If efficiencies were made in the industry, Moore argues, farmers could earn a sustainable wage without the need for price rises.

“I spoke to a meat buyer for a supermarket last week, and she made a comment that consumers are not tolerant to price rises.

“I thought, well they’re tolerant to price rises in energy, because they don’t have a choice.

“But I don’t believe food prices necessarily have to rise. We’re wasting £10 million tons of food in the UK every year, which is worth an estimated £17 billion.

“If you could save 60 per cent of that £17 billion through a more integrated supply chain, that would enable farmers to make a standard living.

“You wouldn’t make a fortune, but you wouldn’t lose a fortune either.”

Ideas

He says Michael Gove is a pretty high-profile agriculture minister and the message farmers are getting from him is that he wants ideas, but not the same ideas.

“Forget the policy we’ve been operating on, which is primarily EU-driven, and come up with something that is sustainable.”

At lunchtime, Moore comes in from the farm and listens to the latest news on the Brexit negotiations.

Is he optimistic?

“I’m cautious. We can get this right, or we can get this wrong.

“My view is simple – do a free trade deal, and the EU have said they’re up for that. The £50billion so-called ‘divorce’ payment from the UK to the EU “doesn’t surprise me in the slightest”, he says.

“I’ve always said there was going to be something like that. You can’t leave a club and then expect to get back in totally free of charge.

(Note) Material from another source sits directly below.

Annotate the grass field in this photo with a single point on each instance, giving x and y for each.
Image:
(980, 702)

“I think the free trade deal is the next step, because if it doesn’t happen, where will Germany sell all their BMWs and Audis they’re selling to the UK at the moment, or what about all the French wine? And what about the jobs that are dependent on that?”

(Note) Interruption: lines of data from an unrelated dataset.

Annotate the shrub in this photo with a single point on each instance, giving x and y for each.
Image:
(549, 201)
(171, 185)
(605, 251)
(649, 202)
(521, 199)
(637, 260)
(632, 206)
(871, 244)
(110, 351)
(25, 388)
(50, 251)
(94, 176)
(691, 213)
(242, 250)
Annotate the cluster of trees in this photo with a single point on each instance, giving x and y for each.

He says it is an opportunity.

“The UK is the second largest net contributor so they need our money, and if there’s no deal they’re actually worse off than we are.

“That’s why I think there will be a deal, because everybody needs it,” he says.

“Teresa May’s always been talking about a special deal, a bespoke deal for the UK and the EU, so if they’ve sorted out the money, which they appear to have done, the next step has to be the free trade deal.”

Among those “next steps” is the issue of the Border. Moore does business on both sides of the border but points out that “in farming, there isn’t actually a totally free Border at the moment”.

His pure-bred cattle are bought in Donegal and must go through a process of testing, certification and fees before he can bring them into his farm in Derry.

“There will be an administrative system, but that doesn’t mean boots on the ground up at the Border.

“Negotiate a separate agreement. There are all sorts of examples, between the EU and Norway, or Switzerland, or Turkey.

“There’s no way there’s going to be a hard Border, or could be, because why would you put something in place that you can’t enforce?

“The only way you could have a hard Border would be to have something like North and South Korea, or build a Donald Trump wall, but that’s not going to happen.”

Roads closed

During the Troubles the road out to Moore’s farm, and the one above it, were closed.

“There were three main access points from this side of the river into town, and all the little roads were blocked off, but even then there was nothing to stop anybody walking over the fields and handing somebody something over a hedge or a fence, or just walking across the Border.”

He is reluctant to say any more. “It wasn’t nice. It’s all in the past, the Troubles were not nice here, particularly in the 1970s – we were under considerable threat and we were not the only ones.”

“We were lucky actually, because this is a much quieter border than Armagh or parts of Tyrone, and there are a decent bunch of people living in Donegal on the whole, so it was a much quieter Border and people worked much more closely together and it was much more integrated.

“I take some optimism from that. If you think back, who would ever have thought that Ian Paisley and Martin McGuinness would go into government together?

“I’m actually far more concerned about our political situation in Northern Ireland than I am about the EU.”